Il a besoin de croire qu’il est une des puissances de la rue, pendant qu’elle fait le trottoir.
Toutes les générations s’offrent ces crétins, fils de la misère, créateurs de vide plein de néant, utilisant les petites filles livrées à la sombre solitude, dans un monde où les sous comme les gars saouls ont le même trou en guise d’âme.
Elle ne pleure pas en public. Elle n’en a plus le pouvoir, tellement son cœur est asséché.
Elle va faire signe au désespoir pour échapper aux coups de poings. Elle va faire croire qu’elle aime en peu de temps et pour pas cher.

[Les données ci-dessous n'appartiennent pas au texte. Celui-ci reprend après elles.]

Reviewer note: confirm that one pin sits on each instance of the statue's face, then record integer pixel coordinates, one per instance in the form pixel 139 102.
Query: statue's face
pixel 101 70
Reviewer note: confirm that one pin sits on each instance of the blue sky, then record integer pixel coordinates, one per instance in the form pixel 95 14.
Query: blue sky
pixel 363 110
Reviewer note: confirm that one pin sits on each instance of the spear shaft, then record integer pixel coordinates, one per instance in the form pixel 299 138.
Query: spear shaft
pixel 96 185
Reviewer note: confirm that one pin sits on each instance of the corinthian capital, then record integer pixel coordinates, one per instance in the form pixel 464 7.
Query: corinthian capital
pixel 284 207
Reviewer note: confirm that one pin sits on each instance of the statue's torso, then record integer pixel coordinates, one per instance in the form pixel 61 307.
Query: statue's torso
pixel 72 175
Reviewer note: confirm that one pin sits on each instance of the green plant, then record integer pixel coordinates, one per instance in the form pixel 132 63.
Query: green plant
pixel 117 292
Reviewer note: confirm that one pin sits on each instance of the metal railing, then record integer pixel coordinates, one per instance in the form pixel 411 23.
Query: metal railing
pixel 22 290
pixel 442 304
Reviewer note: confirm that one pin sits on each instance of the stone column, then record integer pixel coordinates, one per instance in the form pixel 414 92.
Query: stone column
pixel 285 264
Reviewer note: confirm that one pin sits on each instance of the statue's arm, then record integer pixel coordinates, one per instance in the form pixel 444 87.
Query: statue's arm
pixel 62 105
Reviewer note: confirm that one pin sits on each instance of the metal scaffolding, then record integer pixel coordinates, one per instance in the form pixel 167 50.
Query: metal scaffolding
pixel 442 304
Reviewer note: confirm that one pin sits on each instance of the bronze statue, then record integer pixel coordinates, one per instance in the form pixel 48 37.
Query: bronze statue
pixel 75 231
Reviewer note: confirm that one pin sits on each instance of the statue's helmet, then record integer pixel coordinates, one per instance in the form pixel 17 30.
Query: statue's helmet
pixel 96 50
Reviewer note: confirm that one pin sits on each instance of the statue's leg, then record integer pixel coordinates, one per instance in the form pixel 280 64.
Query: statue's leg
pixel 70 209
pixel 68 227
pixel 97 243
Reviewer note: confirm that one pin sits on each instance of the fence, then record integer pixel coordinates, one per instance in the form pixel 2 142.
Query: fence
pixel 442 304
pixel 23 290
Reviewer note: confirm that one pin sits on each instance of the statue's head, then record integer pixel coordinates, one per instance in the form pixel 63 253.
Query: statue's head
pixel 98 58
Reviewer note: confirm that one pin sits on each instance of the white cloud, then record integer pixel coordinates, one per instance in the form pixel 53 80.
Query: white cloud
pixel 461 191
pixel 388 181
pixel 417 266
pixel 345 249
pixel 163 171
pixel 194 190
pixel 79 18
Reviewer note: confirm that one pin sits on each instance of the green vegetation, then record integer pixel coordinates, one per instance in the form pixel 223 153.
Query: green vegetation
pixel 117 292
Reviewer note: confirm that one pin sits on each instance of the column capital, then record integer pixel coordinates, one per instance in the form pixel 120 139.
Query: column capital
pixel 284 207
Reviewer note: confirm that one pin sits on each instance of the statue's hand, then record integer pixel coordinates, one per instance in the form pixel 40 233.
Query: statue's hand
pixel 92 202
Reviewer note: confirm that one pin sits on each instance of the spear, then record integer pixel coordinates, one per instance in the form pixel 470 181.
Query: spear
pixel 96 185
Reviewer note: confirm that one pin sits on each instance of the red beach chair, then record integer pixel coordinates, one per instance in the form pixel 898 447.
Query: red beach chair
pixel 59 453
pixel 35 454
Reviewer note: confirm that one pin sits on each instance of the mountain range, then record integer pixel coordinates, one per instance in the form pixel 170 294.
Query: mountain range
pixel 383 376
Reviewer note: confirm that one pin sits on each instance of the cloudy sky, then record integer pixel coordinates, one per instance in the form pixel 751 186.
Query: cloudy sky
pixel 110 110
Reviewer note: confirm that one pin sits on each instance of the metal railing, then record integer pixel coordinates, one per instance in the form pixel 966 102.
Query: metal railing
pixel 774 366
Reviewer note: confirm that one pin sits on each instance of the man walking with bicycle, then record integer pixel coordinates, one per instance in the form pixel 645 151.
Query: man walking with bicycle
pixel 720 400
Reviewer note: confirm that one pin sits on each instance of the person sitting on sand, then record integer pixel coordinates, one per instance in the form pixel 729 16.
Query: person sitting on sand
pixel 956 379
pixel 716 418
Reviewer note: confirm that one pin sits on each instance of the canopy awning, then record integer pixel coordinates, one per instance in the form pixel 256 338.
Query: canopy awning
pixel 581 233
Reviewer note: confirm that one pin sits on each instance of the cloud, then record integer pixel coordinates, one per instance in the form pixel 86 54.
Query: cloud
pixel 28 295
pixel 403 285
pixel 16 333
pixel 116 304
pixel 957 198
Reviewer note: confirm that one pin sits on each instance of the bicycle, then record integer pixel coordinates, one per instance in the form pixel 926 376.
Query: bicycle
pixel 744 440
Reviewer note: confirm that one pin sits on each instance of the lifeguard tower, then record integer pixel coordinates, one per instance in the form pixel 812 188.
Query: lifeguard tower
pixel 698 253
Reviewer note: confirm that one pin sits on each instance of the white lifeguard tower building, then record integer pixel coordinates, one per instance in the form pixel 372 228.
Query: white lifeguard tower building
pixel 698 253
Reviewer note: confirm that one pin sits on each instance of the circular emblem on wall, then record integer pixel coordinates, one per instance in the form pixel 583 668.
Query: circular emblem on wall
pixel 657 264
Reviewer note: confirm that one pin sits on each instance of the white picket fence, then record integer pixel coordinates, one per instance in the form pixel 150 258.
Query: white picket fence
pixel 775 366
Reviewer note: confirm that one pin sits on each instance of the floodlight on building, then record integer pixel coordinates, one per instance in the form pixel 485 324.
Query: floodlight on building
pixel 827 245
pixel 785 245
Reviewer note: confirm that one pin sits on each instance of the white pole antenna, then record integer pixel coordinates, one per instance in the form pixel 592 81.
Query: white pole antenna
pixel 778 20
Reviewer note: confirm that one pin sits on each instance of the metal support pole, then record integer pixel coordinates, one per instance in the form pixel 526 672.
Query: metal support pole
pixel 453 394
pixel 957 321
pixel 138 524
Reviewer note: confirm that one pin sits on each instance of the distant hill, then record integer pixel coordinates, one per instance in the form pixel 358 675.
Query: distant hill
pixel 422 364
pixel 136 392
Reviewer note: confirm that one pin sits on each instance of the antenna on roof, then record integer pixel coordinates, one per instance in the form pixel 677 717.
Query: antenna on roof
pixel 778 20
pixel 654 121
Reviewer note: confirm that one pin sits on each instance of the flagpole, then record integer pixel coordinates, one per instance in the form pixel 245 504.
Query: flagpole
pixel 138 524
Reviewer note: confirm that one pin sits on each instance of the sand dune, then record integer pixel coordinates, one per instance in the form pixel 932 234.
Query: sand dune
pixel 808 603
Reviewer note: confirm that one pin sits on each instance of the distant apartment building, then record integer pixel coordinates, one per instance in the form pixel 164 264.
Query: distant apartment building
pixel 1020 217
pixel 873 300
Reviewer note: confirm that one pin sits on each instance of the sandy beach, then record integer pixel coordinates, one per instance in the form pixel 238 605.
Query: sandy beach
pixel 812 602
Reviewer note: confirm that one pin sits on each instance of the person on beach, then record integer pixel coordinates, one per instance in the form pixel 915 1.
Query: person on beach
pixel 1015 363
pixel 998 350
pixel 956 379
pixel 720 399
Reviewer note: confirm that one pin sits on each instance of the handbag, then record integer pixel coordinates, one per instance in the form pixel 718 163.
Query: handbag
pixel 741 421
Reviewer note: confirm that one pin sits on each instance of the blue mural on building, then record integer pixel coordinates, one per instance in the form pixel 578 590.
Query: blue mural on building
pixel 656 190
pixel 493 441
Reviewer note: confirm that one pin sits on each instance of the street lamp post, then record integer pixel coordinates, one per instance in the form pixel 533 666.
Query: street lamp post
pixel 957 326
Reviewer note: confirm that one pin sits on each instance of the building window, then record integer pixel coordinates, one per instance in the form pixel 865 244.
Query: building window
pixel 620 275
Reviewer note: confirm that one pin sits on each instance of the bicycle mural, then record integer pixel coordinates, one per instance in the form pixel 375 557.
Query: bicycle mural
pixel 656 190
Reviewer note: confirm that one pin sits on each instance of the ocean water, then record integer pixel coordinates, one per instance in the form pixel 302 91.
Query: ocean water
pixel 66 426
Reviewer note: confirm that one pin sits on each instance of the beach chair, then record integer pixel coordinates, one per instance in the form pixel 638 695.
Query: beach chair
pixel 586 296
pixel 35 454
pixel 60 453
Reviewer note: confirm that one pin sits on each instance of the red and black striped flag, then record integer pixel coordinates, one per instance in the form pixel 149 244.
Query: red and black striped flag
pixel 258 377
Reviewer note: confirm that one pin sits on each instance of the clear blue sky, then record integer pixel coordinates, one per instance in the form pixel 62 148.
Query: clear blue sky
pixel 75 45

Elle va tenter de s’éloigner de son enfer qui la suit pas à pas, dans la ruelle de son avenir sans issue.
Elle n’a pas eut de temps pour choisir, elle s’est fait prendre tous ses plaisirs.
Son corps bien abimé par la violence de ce salaud, qu’elle imagine être le seul homme vraiment intéressé à elle, va dépérir de jour en jour, jusqu’à ce qu’elle n’ait plus une seule seconde pour l’aimer.
Il ne sera pas là pour la soigner, quand elle va mourir au bout de ce tunnel sans lumière, même en plein jour.
Il sera attablé devant sa bière, rageant de son retour qui tarde, alors que sa neige ne tombe pas au soleil, comme prévu et qu’elle ne livre pas… sa marchandise.